Chapter 1 - Solving Linear Equations - 1.4 - Solving Absolute Value Equations - Exercises - Page 33: 35

The solutions are $n=5$ and $n=3$.

The given equation is $\Rightarrow |4n-15|=|n|$ Write the two related linear equations. $4n-15=n$ ...... (1) $4n-15=-n$ ...... (2) Solve equation (1). $\Rightarrow 4n-15=n$ Add $15-n$ to each side. $\Rightarrow 4n-15+15-n=n+15-n$ Simplify. $\Rightarrow 3n=15$ Divide each side by $3$. $\Rightarrow \frac{3n}{3}=\frac{15}{3}$ Simplify. $\Rightarrow n=5$ Check : $n=5$ $\Rightarrow |4n-15|=|n|$ $\Rightarrow |4(5)-15|=|5|$ $\Rightarrow |20-15|=|5|$ $\Rightarrow |5|=|5|$ True.
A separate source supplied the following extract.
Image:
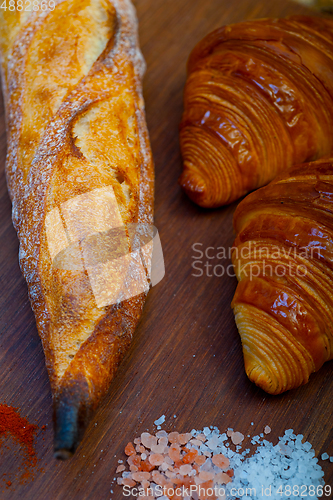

Solve equation (2). $\Rightarrow 4n-15=-n$ Add $15+n$ to each side. $\Rightarrow 4n-15+15+n=-n+15+n$ Simplify. $\Rightarrow 5n=15$ Divide each side by $5$. $\Rightarrow \frac{5n}{5}=\frac{15}{5}$ Simplify. $\Rightarrow n=3$ Check : $n=3$ $\Rightarrow |4n-15|=|n|$ $\Rightarrow |4(3)-15|=|3|$ $\Rightarrow |12-15|=|3|$ $\Rightarrow |3|=|3|$ True. Hence, the solutions are $n=5$ and $n=3$.